Mauricinho Hippie e Iuri Godinho (Foto: Arquivo pessoal)
Um tempo atrás houve uma festa na casa da artista plástica Alessandra Teles, no Setor Sul. Um luau em volta da fogueira, coisa linda. Alguém mencionou que o Mauricinho Hippie não saía mais de casa, estava em depressão, triste desde que foi atropelado por um ônibus e teve de amputar o pé.
Mauricinho foi um dos maiores nomes de nossa cultura. Transgressor, corajoso, agora lendário com sua partida hoje. Nos anos 1970 montava em sua bicicleta rosa enfeitado de fitinhas coloridas, pegava sua cachorrinha que também pintava de rosa e saía pelas ruas do Centro assobiando alto. Sempre magro e forte, usava o cabelo grande e encaracolado com várias cores, vestia roupas de cores básicas e fortes, uma explosão visual.
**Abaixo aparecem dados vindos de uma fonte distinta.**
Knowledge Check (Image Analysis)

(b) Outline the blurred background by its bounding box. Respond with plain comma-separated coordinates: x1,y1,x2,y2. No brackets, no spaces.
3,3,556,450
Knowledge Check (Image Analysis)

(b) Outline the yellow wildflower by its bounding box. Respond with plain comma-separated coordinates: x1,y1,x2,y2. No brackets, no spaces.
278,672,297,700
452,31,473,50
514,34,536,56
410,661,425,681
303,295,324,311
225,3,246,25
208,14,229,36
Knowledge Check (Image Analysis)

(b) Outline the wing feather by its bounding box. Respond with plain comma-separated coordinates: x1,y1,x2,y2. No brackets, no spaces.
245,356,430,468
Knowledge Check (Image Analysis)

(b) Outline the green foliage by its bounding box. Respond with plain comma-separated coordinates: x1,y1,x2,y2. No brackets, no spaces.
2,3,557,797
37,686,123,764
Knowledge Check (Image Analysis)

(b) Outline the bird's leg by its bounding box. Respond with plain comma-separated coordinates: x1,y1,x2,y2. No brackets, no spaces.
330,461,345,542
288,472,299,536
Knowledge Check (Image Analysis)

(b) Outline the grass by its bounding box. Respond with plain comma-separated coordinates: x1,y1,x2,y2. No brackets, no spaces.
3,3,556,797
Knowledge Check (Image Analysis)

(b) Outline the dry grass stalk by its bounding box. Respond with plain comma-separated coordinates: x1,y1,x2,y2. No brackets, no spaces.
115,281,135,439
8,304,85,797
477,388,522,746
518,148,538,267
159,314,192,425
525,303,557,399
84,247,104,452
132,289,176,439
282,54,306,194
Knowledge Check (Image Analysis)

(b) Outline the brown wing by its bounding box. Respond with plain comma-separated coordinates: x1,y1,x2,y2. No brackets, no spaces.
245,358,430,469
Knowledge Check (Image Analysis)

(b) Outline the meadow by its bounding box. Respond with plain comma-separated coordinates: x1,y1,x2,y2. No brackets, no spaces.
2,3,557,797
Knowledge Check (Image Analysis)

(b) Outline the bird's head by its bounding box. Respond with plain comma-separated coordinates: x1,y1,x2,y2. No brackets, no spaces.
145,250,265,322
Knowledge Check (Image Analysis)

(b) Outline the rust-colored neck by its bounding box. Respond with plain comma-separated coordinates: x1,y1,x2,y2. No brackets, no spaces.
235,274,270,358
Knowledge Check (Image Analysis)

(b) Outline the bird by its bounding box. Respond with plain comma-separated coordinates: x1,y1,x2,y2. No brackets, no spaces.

Parecia um pop star de Londres materializado em Goiânia.
Pioneiro da Feira Hippie quando ela era de artesanato na Praça Cívica, ele se deu ao luxo de ser diferente em uma cidade provinciana, grávida de preconceitos. Se fosse hoje o chamaríamos de disrruptivo. Gentil, trazia rosas para Adriana Godinho todas as manhãs na Contato Comunica, no Setor Aeroporto. Não se conhece dele nenhuma briga, não se ouviu falar que fez mal a qualquer pessoa.
Naquela noite na casa da Alessandra resolvemos ligar para o Mauricinho. Com uma voz fraquinha ele disse que não queria sair, já estava dormindo. Peguei o carro e toquei a campainha de sua casa em uma pracinha do Setor Aeroporto. Ele estava pronto, vestido da maneira sóbria que trajava nos últimos anos de sua vida, bem diferente do colorido garoto de antigamente. Levei-o para o luau, ele conversou pouco mas bailava em seus olhos uma centelha de luz quando relembrávamos casos de sua vida.
Vi pela última vez seus olhos se acenderem na homenagem que o Antônio da Mata fez a ele no ano passado em uma exposição no Museu de Arte Contemporânea. Mauricinho chegou de bengala, sentamos na cozinha para conversar e alguém apareceu com um acordeon. Sem dizer nada, Mauricinho abriu os braços para o instrumento e começou a tocar sem parar. Senti que ele ria por dentro.
E aquela canção do Mauricinho, aquele Mauricinho, jamais vai parar de tocar.